Si nous nous exprimons au sujet de toutes ces questions prégnantes qui marquent notre société, c’est avec beaucoup d’humilité et avec la conscience vive que nos paroles doivent s’accompagner d’actes et d’initiatives. L’Eglise catholique, dans sa longue histoire, a su en prendre de multiples en bien des domaines et continue de le faire. Ce n’est pas contrevenir à la séparation des Eglises et de l’Etat qui préside de manière nécessaire à la vie ordinaire d’une société pluraliste. C’est bien l’Etat qui dans son fonctionnement se doit d’observer une neutralité bienveillante. L’Etat est laïc. Mais la société, elle, est composée de personnes et de groupes aux convictions diverses qui doivent apprendre à dialoguer, à se respecter, à ne jamais aller au-delà de ce qui pourrait troubler la vie publique ou exprimer une volonté d’hégémonie. L’Etat se doit de permettre ce vivre ensemble dans le respect de tous. Qu’il me soit permis de rassurer ceux qui pourraient en douter : croyants en Christ, nous sommes des citoyens qui aiment leur pays. Nous recherchons sans cesse ce qui est le meilleur pour tous. Notre foi chrétienne nous en fait une obligation.
Au-delà de nos frontières
Au programme de notre assemblée
Parmi les sujets qui vont nous occuper durant ces quelques jours, certains nourriront notre devoir de discernement au sujet de réalités de la vie de notre monde. Je pense au regard que nous porterons sur le phénomène social de l’avortement et ses conséquences souvent indicibles, ainsi que sur l’éducation des jeunes à l’affectivité. Grâce à l’intervention de Mme Sylvie Goulard, nous prendrons un temps de réflexion sur l’Europe à quelques mois des prochaines élections si importantes pour la solidarité et la paix sur notre continent. Nous mettrons un terme à nos travaux conduits par le groupe de travail sur la présence des catholiques dans la société contemporaine dont la nôtre, bien évidemment. Enfin nous évaluerons la manière dont se déploient la diaconie, la charité, la place et le service des plus pauvres dans la vie de nos Eglises diocésaines.

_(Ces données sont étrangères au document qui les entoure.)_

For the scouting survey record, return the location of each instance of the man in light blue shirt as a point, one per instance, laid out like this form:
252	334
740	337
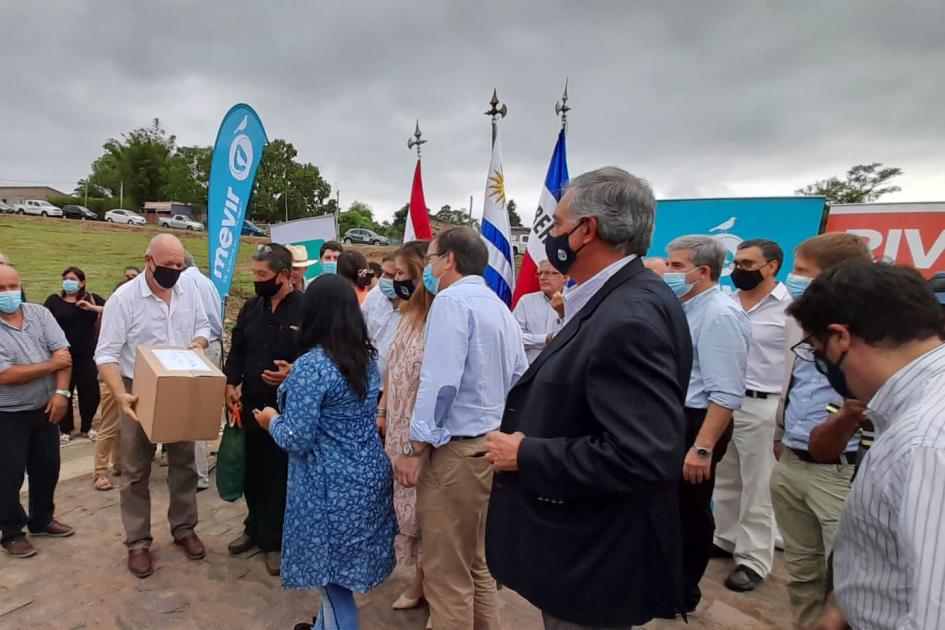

Touchant plus spécifiquement la vie de nos communautés chrétiennes, la formation des futurs prêtres retiendra toute notre attention. Comment ne pas exprimer aux séminaristes toute notre affection et redire notre confiance aux équipes de formateurs ? Comment ne pas adresser un salut paternel aux prêtres de nos diocèses qui, avec nous, portent le souci de l’appel aux vocations et collaborent à la formation des séminaristes lors des divers stages pastoraux ? Notre souci de la mise en œuvre de l’évangélisation nous conduira à regarder comment elle se déploie lors de la rencontre des fiancés et tout au long de la préparation à la célébration du mariage chrétien. Enfin le temps consacré à la pastorale des jeunes adultes reviendra sur les récents événements et envisagera déjà ceux qui vont advenir.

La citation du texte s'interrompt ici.